Dataset Design

A major EDI goal is to build recommendations for data set design. We – and other repositories – hold thousands of diverse primary observations from research studies which often are not easily reused in synthesis or meta analyses. EDI addresses this need for datasets associated with ecosystem science by considering physical formats, data models, metadata content and data manipulation scripts which provide maximum data flexibility.

We know from experience that original, primary research data sets cannot be easily combined or synthesised until all data are completely understood and converted to a similar format. There are two approaches to achieving this data regularity: a) to prescribe the format before data collection starts, or b) to convert primary data into a flexible standard format for reuse. Prescribed formats are impossible to impose on research studies, so we take the second approach: define a flexible intermediate, and convert primary data to that model. Our thematic standardization workshops define those formats, describe their workflows, and publish the models so that data providers can be made aware of the most important dataset features.

Our approach is thematic.

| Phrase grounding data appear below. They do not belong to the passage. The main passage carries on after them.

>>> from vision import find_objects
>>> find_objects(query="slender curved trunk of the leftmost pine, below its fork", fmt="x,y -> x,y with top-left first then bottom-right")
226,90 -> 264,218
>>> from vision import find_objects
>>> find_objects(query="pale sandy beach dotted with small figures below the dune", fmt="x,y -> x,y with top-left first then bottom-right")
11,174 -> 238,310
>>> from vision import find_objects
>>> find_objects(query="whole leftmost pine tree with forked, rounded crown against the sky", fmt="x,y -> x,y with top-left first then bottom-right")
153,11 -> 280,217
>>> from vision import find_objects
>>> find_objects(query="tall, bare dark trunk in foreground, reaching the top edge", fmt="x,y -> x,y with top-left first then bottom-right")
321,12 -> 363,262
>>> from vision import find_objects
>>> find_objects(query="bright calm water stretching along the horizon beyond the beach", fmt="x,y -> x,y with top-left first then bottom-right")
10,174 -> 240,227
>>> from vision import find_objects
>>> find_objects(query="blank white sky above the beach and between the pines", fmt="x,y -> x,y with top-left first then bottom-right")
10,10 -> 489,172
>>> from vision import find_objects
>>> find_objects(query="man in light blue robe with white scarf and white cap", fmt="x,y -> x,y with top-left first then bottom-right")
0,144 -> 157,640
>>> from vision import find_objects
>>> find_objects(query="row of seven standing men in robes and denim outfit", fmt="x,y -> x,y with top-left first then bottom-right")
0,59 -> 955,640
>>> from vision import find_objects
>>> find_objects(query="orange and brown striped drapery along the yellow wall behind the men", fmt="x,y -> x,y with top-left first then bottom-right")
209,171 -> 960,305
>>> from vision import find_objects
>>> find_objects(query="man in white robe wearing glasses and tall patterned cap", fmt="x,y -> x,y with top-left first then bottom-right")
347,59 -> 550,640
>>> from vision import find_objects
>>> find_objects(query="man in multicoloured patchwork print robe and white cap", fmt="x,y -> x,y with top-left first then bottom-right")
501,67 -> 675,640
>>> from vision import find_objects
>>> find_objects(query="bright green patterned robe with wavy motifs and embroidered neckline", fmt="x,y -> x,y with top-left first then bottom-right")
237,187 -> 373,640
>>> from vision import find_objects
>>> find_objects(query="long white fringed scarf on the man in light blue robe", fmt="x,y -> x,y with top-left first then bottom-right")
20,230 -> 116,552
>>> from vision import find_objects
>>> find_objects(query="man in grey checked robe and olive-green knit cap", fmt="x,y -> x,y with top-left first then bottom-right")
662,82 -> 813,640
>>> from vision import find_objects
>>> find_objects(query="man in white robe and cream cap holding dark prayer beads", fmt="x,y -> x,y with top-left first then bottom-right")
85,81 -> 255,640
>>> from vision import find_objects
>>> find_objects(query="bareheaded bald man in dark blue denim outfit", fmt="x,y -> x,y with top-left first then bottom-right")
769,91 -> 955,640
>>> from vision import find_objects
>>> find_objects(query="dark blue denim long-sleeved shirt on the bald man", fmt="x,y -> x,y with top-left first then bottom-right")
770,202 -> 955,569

Initially, we have addressed long-term studies of community composition and biodiversity, which are currently in high demand by synthesis projects. EDI will extend this process to other thematic areas.


Figure: Abstract view of dataset levels. A flexible intermediate (L1, middle) lies between datasets of primary observations (L0, left) and the aggregated views used by synthesis projects.

Workshops in this series:

Dataset design for community survey data (6-8 June 2017, UNM Albuquerque).